La importancia de conocer tu piel

La genética determina en gran parte el aspecto y tu tipo de piel. Pero los cambios hormonales, los malos hábitos alimentarios y los factores medioambientales, inciden también en su aspecto final. Por eso es tan importante identificar cuál es tu tipo de piel como primer paso para determinar cuál es tu rutina de cuidado facial adecuada. El segundo paso, es reajustar tu rutina a los diferentes cambios a los que se enfrenta la piel de nuestro rostro.

PIEL MIXTA

Cómo se comporta este tipo de piel:
Es el tipo de piel más difícil de identificar ya que combina dos o más tipos de piel en uno. Normalmente, aquellos que tienen piel mixta, tienen brillos en la zona T (nariz, frente y mejillas) pero seca o normal en el resto de zonas.

Cómo tratarla:
Lo mejor es emplear diferentes productos según la zona de tu piel. Texturas ligeras en gel y productos libres de aceite para la Zona T y cremas nutritivas para las zonas más secas.

PIEL GRASA

Cómo se comporta este tipo de piel:
Es una piel con brillos y se ve muy afectada por los cambios hormonales y por el uso en exceso de los productos con alto contenido en alcohol. Normalmente tienen puntos negros e imperfecciones y poros dilatados en la zona T.

Cómo tratarla:
Con este tipo de piel, se tiende a limpiarla en exceso, hasta tal punto que pueden quedar zonas deshidratadas y otras incluso, pueden reaccionar generando más brillos. Utiliza una limpiadora, seguida de un serum no comodogénico y después, un gel hidratante.
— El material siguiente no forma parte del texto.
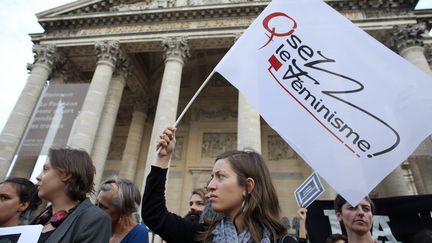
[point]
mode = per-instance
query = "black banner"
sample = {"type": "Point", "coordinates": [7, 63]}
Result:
{"type": "Point", "coordinates": [396, 219]}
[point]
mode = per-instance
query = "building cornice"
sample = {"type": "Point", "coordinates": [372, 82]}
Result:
{"type": "Point", "coordinates": [99, 12]}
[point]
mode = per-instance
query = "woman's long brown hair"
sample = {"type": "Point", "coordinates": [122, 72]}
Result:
{"type": "Point", "coordinates": [261, 208]}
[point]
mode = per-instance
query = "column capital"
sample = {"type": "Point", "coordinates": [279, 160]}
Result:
{"type": "Point", "coordinates": [428, 53]}
{"type": "Point", "coordinates": [404, 36]}
{"type": "Point", "coordinates": [45, 55]}
{"type": "Point", "coordinates": [107, 52]}
{"type": "Point", "coordinates": [123, 65]}
{"type": "Point", "coordinates": [237, 36]}
{"type": "Point", "coordinates": [66, 72]}
{"type": "Point", "coordinates": [175, 47]}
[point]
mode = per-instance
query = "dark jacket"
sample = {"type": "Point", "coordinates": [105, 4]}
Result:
{"type": "Point", "coordinates": [171, 227]}
{"type": "Point", "coordinates": [87, 223]}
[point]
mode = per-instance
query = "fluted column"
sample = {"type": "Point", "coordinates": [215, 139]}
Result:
{"type": "Point", "coordinates": [248, 126]}
{"type": "Point", "coordinates": [16, 125]}
{"type": "Point", "coordinates": [176, 51]}
{"type": "Point", "coordinates": [248, 122]}
{"type": "Point", "coordinates": [329, 193]}
{"type": "Point", "coordinates": [408, 40]}
{"type": "Point", "coordinates": [88, 122]}
{"type": "Point", "coordinates": [109, 116]}
{"type": "Point", "coordinates": [133, 142]}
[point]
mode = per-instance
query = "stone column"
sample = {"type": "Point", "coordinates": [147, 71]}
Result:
{"type": "Point", "coordinates": [329, 193]}
{"type": "Point", "coordinates": [133, 143]}
{"type": "Point", "coordinates": [15, 127]}
{"type": "Point", "coordinates": [248, 122]}
{"type": "Point", "coordinates": [176, 51]}
{"type": "Point", "coordinates": [248, 126]}
{"type": "Point", "coordinates": [88, 122]}
{"type": "Point", "coordinates": [109, 116]}
{"type": "Point", "coordinates": [408, 41]}
{"type": "Point", "coordinates": [395, 184]}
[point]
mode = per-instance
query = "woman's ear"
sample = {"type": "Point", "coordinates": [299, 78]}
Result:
{"type": "Point", "coordinates": [23, 207]}
{"type": "Point", "coordinates": [250, 185]}
{"type": "Point", "coordinates": [65, 177]}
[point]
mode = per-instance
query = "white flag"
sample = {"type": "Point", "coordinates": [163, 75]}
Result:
{"type": "Point", "coordinates": [353, 109]}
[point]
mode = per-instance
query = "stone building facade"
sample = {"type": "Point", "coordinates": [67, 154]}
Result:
{"type": "Point", "coordinates": [145, 59]}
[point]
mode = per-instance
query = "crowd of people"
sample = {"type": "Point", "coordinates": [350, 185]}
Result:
{"type": "Point", "coordinates": [239, 203]}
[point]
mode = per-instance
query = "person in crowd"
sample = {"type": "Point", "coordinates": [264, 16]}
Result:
{"type": "Point", "coordinates": [196, 204]}
{"type": "Point", "coordinates": [120, 198]}
{"type": "Point", "coordinates": [240, 192]}
{"type": "Point", "coordinates": [17, 196]}
{"type": "Point", "coordinates": [422, 236]}
{"type": "Point", "coordinates": [356, 219]}
{"type": "Point", "coordinates": [302, 214]}
{"type": "Point", "coordinates": [65, 181]}
{"type": "Point", "coordinates": [336, 238]}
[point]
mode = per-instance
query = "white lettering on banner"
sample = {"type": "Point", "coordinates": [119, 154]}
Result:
{"type": "Point", "coordinates": [380, 226]}
{"type": "Point", "coordinates": [382, 229]}
{"type": "Point", "coordinates": [352, 108]}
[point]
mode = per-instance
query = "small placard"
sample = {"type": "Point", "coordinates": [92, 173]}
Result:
{"type": "Point", "coordinates": [308, 191]}
{"type": "Point", "coordinates": [20, 234]}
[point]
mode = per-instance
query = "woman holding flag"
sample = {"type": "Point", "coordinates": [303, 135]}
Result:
{"type": "Point", "coordinates": [240, 192]}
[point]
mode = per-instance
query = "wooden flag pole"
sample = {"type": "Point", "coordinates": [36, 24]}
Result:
{"type": "Point", "coordinates": [191, 101]}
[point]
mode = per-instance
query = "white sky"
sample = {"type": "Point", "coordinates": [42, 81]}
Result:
{"type": "Point", "coordinates": [17, 20]}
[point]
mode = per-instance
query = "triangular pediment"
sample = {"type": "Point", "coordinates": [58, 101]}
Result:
{"type": "Point", "coordinates": [86, 7]}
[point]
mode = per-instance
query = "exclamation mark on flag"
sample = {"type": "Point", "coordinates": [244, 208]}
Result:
{"type": "Point", "coordinates": [275, 63]}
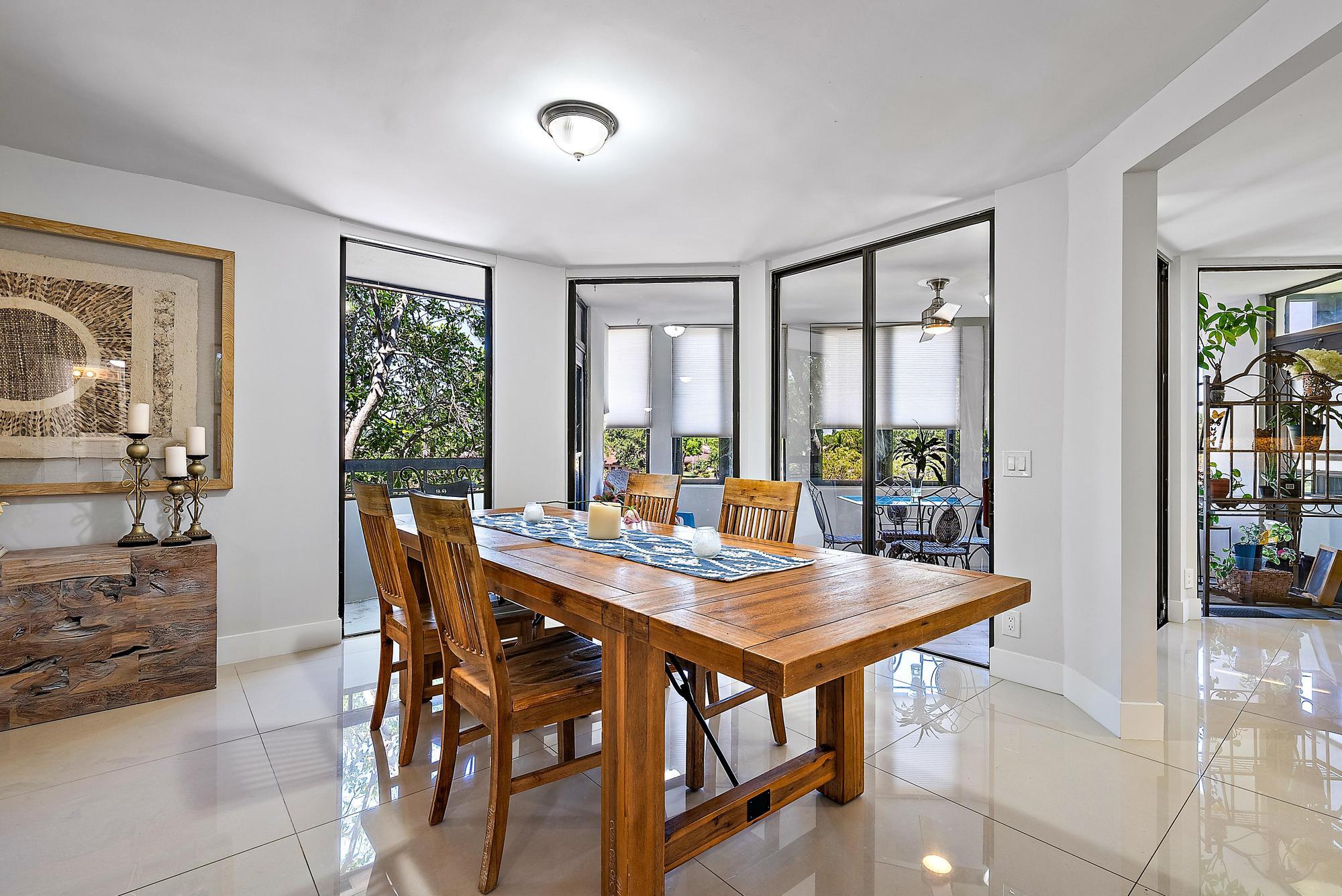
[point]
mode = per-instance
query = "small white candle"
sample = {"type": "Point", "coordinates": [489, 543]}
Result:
{"type": "Point", "coordinates": [139, 419]}
{"type": "Point", "coordinates": [603, 521]}
{"type": "Point", "coordinates": [175, 461]}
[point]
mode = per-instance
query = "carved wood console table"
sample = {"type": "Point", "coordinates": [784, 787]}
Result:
{"type": "Point", "coordinates": [100, 627]}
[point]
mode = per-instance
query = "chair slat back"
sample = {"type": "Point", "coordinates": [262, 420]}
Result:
{"type": "Point", "coordinates": [456, 579]}
{"type": "Point", "coordinates": [386, 556]}
{"type": "Point", "coordinates": [760, 509]}
{"type": "Point", "coordinates": [654, 497]}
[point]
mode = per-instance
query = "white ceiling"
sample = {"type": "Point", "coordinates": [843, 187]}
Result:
{"type": "Point", "coordinates": [1234, 288]}
{"type": "Point", "coordinates": [1270, 184]}
{"type": "Point", "coordinates": [747, 131]}
{"type": "Point", "coordinates": [650, 304]}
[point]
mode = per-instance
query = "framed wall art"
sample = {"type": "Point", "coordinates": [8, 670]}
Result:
{"type": "Point", "coordinates": [93, 321]}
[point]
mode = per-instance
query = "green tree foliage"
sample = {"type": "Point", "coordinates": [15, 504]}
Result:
{"type": "Point", "coordinates": [626, 450]}
{"type": "Point", "coordinates": [414, 375]}
{"type": "Point", "coordinates": [841, 455]}
{"type": "Point", "coordinates": [703, 458]}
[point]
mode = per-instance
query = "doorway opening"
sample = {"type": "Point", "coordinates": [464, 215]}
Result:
{"type": "Point", "coordinates": [882, 400]}
{"type": "Point", "coordinates": [417, 383]}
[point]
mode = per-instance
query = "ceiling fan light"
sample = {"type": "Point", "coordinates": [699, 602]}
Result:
{"type": "Point", "coordinates": [578, 128]}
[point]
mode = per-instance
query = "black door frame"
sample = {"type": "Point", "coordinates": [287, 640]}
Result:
{"type": "Point", "coordinates": [1163, 439]}
{"type": "Point", "coordinates": [868, 254]}
{"type": "Point", "coordinates": [736, 361]}
{"type": "Point", "coordinates": [340, 386]}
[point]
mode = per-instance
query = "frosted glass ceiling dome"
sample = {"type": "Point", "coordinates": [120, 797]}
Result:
{"type": "Point", "coordinates": [578, 128]}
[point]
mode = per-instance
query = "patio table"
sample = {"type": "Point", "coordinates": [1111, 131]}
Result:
{"type": "Point", "coordinates": [814, 627]}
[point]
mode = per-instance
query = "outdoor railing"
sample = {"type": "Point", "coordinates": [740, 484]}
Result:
{"type": "Point", "coordinates": [403, 475]}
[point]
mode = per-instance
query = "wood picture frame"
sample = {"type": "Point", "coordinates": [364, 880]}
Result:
{"type": "Point", "coordinates": [1325, 577]}
{"type": "Point", "coordinates": [223, 449]}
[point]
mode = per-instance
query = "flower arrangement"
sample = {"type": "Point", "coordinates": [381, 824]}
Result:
{"type": "Point", "coordinates": [613, 496]}
{"type": "Point", "coordinates": [1325, 361]}
{"type": "Point", "coordinates": [610, 494]}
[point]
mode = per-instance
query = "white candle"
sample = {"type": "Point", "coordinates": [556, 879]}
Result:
{"type": "Point", "coordinates": [139, 421]}
{"type": "Point", "coordinates": [603, 521]}
{"type": "Point", "coordinates": [175, 461]}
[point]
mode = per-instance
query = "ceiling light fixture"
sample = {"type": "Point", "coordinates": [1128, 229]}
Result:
{"type": "Point", "coordinates": [937, 864]}
{"type": "Point", "coordinates": [940, 316]}
{"type": "Point", "coordinates": [578, 128]}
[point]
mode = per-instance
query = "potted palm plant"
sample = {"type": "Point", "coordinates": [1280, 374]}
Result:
{"type": "Point", "coordinates": [925, 451]}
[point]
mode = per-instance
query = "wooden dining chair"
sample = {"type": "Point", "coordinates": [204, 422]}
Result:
{"type": "Point", "coordinates": [656, 497]}
{"type": "Point", "coordinates": [555, 679]}
{"type": "Point", "coordinates": [406, 619]}
{"type": "Point", "coordinates": [764, 512]}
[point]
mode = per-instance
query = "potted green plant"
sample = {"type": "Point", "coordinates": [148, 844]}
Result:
{"type": "Point", "coordinates": [925, 451]}
{"type": "Point", "coordinates": [1222, 564]}
{"type": "Point", "coordinates": [1221, 329]}
{"type": "Point", "coordinates": [1306, 374]}
{"type": "Point", "coordinates": [1221, 485]}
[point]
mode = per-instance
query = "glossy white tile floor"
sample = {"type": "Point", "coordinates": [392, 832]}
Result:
{"type": "Point", "coordinates": [273, 785]}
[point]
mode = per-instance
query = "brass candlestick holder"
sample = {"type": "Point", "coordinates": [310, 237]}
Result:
{"type": "Point", "coordinates": [197, 498]}
{"type": "Point", "coordinates": [174, 502]}
{"type": "Point", "coordinates": [136, 482]}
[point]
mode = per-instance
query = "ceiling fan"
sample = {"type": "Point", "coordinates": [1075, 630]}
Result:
{"type": "Point", "coordinates": [940, 316]}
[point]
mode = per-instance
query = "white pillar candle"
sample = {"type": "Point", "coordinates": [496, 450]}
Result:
{"type": "Point", "coordinates": [139, 419]}
{"type": "Point", "coordinates": [603, 521]}
{"type": "Point", "coordinates": [175, 461]}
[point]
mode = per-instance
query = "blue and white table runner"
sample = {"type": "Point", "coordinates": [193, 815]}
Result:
{"type": "Point", "coordinates": [664, 552]}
Hidratar una piel grasa puede parecer contradictorio, pero es un paso esencial para restaurar el equilibrio que debería tener este tipo de piel. Los papelitos matificantes pueden eliminar el exceso de grasa durante el día y una mascarilla específica para pieles grasas una vez a la semana para limpiarla en profundidad.

PIEL SECA

Cómo se comporta este tipo de piel:
La piel seca se define por su falta de hidratación ya que la capa más superficial de la piel no tiene la capacidad para mantener el nivel de hidratación adecuado. Se caracteriza por poros pequeños y textura áspera con líneas de expresión marcadas.

Cómo tratarla:
Evita utilizar limpiadores con ingredientes demasiado agresivos que eliminan los lípidos de la piel y utiliza otros más suaves. Una crema hidratante con Factor de Protección Solar alto, te ayudará a prevenir los efectos dañinos del Sol como resecar aún más este tipo de piel. También es muy recomendable utilizar cremas que contengan Urea y Ácido Láctico. En lugar de exfoliar, masajea la piel del rostro con una muselina de algodón (toalla empapada en producto y escurrida) perfecta para eliminar células muertas y mejorar la circulación sanguínea en el rostro. El agua caliente también tiende a resecar, opta mejor por una temperatura templada.

PIEL SENSIBLE

Cómo se comporta este tipo de piel:
Se irrita con facilidad, tono rugoso y poco uniforme, con zonas resecas y se enrojece con facilidad.

Cómo tratarla:
Evita productos perfumados o que contengan ingredientes muy potentes. Si tus síntomas incluyen picor, y manchas rojas, trata de introducir nuevos productos a tu rutina de cuidado facial. Intenta que esta rutina sea lo más simple posibles, es decir, que sólo contenga productos estrictamente necesarios y así evitaras reacciones alérgicas innecesarias.